Однажды, во время Гражданской войны, во время отступления белых в 1919 году из Киева в Одессу, ему где-то в пути попался студент-еврей, который занимался пропагандой в пользу большевиков. Его привели к Александру Александровичу. Последний рассказал мне впоследствии, что по законам военного времени он должен был его расстрелять. Но Александр Александрович приказал просто его выпороть и отпустить. Он помнил, что при этом еще путалась сестра этого студента, которую не тронули.
В конце двадцатого года я случайно попал в Константинополь и жил в очень богатой квартире, меня там просто приютили. Туда ко мне прибивались самые разнообразные люди. Между прочими пришел однажды и Саша Могилевский. Но я его сразу даже не узнал: распухшее лицо, а волосы вроде как перья. И он не мог ни на одну минуту остановиться: говорил, говорил и говорил в крайнем возбуждении, нельзя было вставить ни единого слова.
Его судьба была такая. Он эвакуировался из Крыма на каком-то судне, которым командовал лейтенант Григорий Григорьевич («Гри-Гри») Масленников, и о нем Саша очень хорошо отзывался: «Кругом столько дряни, а этот — отличный командир». «Гри-Гри», конечно, не знал, что Саша мой племянник, а последний не знал, что «Гри-Гри» в хороших отношениях со мною. Это судно было полным-полно набито консервами, и никто не знал, можно ли было ими пользоваться, но из-за голода многие на свой страх и риск вскрывали консервы. Положение усугублялось еще тем, что этот корабль имел стальную палубу, а на море был ужаснейший холод. Саша рассказывал: «На суше хоть когтями выроешь ямку, а здесь кругом сталь, омываемая холодной водой, ледяной ветер».
И он во время плавания получил воспаление легких. Сойдя с корабля в Константинополе, он попал в какой-то госпиталь, так как к этому прибавилось воспаление почек. Там оказался какой-то врач-француз, который прописал ему молоко, мед и еще что-то и сказал по-французски: «Надо быть русским, чтобы все это выдержать».
Это был военный госпиталь, начальником которого был русский врач.

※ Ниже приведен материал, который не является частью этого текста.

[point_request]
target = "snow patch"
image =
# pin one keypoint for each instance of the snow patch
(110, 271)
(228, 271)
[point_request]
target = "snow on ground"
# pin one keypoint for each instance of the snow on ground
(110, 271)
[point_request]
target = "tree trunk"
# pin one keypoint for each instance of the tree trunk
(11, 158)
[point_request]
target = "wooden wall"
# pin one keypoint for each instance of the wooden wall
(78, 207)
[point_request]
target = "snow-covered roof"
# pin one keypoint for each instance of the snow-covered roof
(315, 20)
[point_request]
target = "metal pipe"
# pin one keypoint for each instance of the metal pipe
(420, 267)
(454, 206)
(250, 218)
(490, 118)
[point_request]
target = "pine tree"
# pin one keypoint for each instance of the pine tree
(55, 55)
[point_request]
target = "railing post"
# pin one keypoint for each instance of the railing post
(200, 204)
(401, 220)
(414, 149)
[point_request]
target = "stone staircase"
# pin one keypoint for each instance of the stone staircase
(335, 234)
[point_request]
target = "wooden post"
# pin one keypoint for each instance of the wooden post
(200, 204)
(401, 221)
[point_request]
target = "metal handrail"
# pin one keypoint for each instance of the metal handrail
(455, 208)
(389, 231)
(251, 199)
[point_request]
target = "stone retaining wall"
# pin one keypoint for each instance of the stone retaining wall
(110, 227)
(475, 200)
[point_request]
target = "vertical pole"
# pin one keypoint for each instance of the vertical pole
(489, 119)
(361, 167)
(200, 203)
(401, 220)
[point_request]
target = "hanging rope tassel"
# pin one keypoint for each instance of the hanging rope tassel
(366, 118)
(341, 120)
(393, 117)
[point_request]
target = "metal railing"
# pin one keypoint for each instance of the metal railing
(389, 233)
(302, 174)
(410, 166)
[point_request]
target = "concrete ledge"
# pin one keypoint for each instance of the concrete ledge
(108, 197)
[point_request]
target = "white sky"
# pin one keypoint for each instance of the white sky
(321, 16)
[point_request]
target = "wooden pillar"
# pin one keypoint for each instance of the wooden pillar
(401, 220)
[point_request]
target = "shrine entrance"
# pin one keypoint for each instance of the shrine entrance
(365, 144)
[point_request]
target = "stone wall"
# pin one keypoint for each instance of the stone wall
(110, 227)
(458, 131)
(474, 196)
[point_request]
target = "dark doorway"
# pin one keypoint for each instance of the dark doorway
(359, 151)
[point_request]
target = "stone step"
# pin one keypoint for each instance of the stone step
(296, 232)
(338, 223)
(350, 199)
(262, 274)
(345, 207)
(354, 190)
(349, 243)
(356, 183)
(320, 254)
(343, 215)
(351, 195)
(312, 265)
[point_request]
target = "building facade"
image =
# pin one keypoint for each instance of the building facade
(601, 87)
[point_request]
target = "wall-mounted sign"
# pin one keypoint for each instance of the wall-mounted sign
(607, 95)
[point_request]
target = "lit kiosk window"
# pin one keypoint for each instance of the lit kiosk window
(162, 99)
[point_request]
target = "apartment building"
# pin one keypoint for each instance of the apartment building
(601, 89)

Он хотел выбросить Сашу, считая, что дни его все равно сочтены, так как была страшная теснота и необходимо было дать место другому больному. «Я взялся за бутылку и сказал, что размозжу голову любому, кто ко мне подойдет». Тогда начальник госпиталя обратился в полицию (в Константинополе после капитуляции Турции была уже французская полиция). Явился французский офицер с чернокожим полицейским. Офицер поговорил с Сашей, позвал начальника госпиталя и выругал его, добавив, чтобы он не смел трогать больного.
Он долежал в госпитале до такого состояния, когда смог слабо передвигаться, и после этого покинул его. С каким-то приятелем решили печь пирожки, продавать их и с этого жить. Но от голода поедали пирожки сами, и предприятие лопнуло. Их спасли какие-то греки, которые их подкармливали.
В это время мне удалось связаться с моею сестрою Линой Витальевной, которая уже обосновалась в Белграде. Она сообщила, что не может найти Сашу, а между тем у нее есть деньги, и она может ему их послать. Я напечатал в местной газетке, что Шульгин разыскивает А. А. Могилевского, и вот он меня разыскал.
Я его пристроил в Террапию, куда было попасть нелегко. Террапия раньше принадлежала посольству и была местом отдыха его сотрудников на Босфоре, а еще раньше это было здание гарема какого-то паши или бея.
Однажды, когда он поздно вечером гулял (дорога проходила около пролива), на него напал человек с револьвером в руках, в котором он узнал наказанного им студента. Обороняясь, ему удалось обезоружить нападавшего и убить его, так как тот пытался отнять обратно револьвер. Об этом никто не знал, кроме меня. Но на этом история не закончилась, она имела продолжение.
Саша тогда был уже сербским офицером в Белграде. И вот под вечер, когда он гулял в каком-то саду или парке, к нему подошла молодая женщина, которую он сначала не узнал. Она стала с ним разговаривать, кокетничать и заигрывать. Он понял, что она русская еврейка, и затем узнал в ней сестру убитого. В тот раз ему удалось от нее отделаться.
Продолжение было в Новом Саду на Дунае, где он служил в голубиной почте. Мы с Марией Дмитриевной жили в Сремских Карловцах, и я у Саши бывал. К тому же в Новом Саду по моим чертежам строились две байдарки, одна для меня, другая дота батальона, в котором служил Саша. Он рассказал мне, что как-то получил корзину с пирожными неизвестно от кого. Он сдал их на анализ, и оказалось, что они были отравлены цианистым калием. Поэтому он стал особенно осторожным и один раз чуть было меня не застрелил.